At the outset let me disclose that I have been involved in the research and development of this scar management product. Without a product promotional agenda, I would like to share with you sound principles and some unique concepts that we have successfully used in this product’s development.
For generations Plastic Surgeons have sought ancillary techniques for improving scar outcome. Fortunately for patients, other surgical specialties have also started to take note of advances in scar management. With progress in technology and surgical technique, standard operations have similar outcomes. However, public opinion will favour the surgeon who produces the better scar. Often the only perceptible evidence of the previous surgery is the remaining scar. Every effort should be made to produce an aesthetically acceptable scar free of symptoms. All wounds heal by scar formation – this scar will never disappear. However, a good scar is one that is thin, flat and approximates the colour of the surrounding skin rather than one that is stretched, thickened, irritable with a different colour from the surrounding skin.
As the complex series of events surrounding wound healing are more clearly understood, methods of improving scar outcome have evolved. The past 3 years has seen intensive local research culminating in the development of a product that appears to be unique in its concept and composition. Based on literature surveys, research studies and clinical information spanning 30 years, 3 areas have been identified as critical to attaining satisfactory scar outcome. Briefly, these are:
It has been well documented that forces generated on a wound promote scar tissue. The vector of direction of these forces is important. Thus, normally a scar on the abdomen is subjected just to the rhythmical forces of breathing. These forces are generated in one direction (uni-directional) promoting a stretched spread scar. This contrasts with a presternal scar that is subject to multidirectional forces applied to it from movements of the arms, neck, shoulders, breasts etc. often resulting in a thickened hypertrophic scar.

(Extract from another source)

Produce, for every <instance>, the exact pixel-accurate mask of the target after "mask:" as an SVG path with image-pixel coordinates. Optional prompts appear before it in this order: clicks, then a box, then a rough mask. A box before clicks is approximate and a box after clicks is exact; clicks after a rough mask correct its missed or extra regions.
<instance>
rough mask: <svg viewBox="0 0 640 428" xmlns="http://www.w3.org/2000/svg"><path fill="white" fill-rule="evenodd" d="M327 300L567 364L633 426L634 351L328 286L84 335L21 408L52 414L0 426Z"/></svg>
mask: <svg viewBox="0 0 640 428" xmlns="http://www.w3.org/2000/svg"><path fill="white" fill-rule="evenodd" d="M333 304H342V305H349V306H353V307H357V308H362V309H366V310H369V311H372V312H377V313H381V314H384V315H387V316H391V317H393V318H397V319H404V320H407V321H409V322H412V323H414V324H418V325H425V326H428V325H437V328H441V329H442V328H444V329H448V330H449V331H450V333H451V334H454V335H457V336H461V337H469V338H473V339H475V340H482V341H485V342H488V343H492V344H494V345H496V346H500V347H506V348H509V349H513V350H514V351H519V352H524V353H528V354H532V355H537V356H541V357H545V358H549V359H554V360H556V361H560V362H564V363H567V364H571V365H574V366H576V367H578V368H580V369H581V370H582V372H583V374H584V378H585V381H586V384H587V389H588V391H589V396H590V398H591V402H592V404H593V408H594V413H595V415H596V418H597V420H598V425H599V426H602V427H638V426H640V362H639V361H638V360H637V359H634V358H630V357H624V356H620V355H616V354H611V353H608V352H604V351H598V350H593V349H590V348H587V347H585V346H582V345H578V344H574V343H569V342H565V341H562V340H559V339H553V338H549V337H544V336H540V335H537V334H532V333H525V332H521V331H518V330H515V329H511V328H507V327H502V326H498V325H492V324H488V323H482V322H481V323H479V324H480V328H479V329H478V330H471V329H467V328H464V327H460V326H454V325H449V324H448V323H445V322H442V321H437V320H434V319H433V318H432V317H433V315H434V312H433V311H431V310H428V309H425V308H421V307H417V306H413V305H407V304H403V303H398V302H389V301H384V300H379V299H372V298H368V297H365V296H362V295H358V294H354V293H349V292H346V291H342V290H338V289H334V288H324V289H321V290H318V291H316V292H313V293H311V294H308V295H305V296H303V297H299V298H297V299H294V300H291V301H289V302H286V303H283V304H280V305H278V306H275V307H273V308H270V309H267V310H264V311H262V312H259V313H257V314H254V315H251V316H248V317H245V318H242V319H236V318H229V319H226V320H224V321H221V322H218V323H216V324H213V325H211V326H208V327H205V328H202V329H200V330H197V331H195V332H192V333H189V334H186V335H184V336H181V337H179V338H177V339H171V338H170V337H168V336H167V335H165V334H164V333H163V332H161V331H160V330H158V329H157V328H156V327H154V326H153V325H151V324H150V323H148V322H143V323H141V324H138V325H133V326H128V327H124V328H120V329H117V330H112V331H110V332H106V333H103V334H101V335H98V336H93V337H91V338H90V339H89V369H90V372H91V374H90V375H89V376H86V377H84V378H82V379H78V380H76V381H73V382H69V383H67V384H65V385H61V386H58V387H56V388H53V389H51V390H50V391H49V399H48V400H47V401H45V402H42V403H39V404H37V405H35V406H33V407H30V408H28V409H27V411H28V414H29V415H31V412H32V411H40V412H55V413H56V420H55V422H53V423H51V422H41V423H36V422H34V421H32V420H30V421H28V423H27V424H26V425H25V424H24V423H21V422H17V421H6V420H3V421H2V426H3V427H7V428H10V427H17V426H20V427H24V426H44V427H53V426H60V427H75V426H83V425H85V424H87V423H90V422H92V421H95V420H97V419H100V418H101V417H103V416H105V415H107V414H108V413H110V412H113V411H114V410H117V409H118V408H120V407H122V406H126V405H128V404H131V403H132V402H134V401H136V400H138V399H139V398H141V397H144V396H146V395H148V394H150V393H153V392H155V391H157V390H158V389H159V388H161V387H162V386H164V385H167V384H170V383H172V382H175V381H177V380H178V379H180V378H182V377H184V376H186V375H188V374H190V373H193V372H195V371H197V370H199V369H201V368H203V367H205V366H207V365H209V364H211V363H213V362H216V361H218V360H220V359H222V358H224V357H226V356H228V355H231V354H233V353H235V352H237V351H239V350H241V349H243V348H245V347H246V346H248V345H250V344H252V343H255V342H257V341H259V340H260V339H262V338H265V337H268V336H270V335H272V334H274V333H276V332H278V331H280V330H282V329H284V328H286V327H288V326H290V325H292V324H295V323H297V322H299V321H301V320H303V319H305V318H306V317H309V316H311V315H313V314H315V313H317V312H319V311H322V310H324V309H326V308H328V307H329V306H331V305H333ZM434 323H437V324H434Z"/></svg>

All these changes relate to the effect tension has on collagen. If there is little tension across a scar, the mechanically weak collagen bond withstands the forces on it, a narrow scar results and the scar collagen remains aligned along the scar. If however, tension across the scar is sufficient to overcome the bond when sutures are removed, the longitudinal fibres separate and new collagen is laid down haphazardly across the scar. Tension is controlled by scar support. The most reliable method of scar support, proven both clinically and in documented trials, is by microporous tape placed on the surface of the scar in its longitudinal direction.
The past few years have seen a plethora of articles investigating the positive effects of silicone sheeting, gels, Vitamin E and comparable agents on scars. The common positive factor to all these agents has been convincingly demonstrated in a number of scientific publications, to be hydration of the scar surface. It appears that hydration reduces water loss and restores homeostasis to the scar. Trials with silicone sheeting have shown comparatively good results when the silicone component of the dressing was replaced with water.
The Vitamin E “myth” (Medical Chronicle April 1998) has been perpetuated for generations as a 'miracle' scar management agent. The only positive effect proven in the laboratory is on the basis of hydration. On the negative side, the collagenase effect and documented reduced breaking strength of Vitamin E can result in excess spreading of the scar and even separation of the wound if used very early. Multiple cases of significant dermatitis have also been documented.
A pink scar, in its reactive phase, is vulnerable to hypertrophic.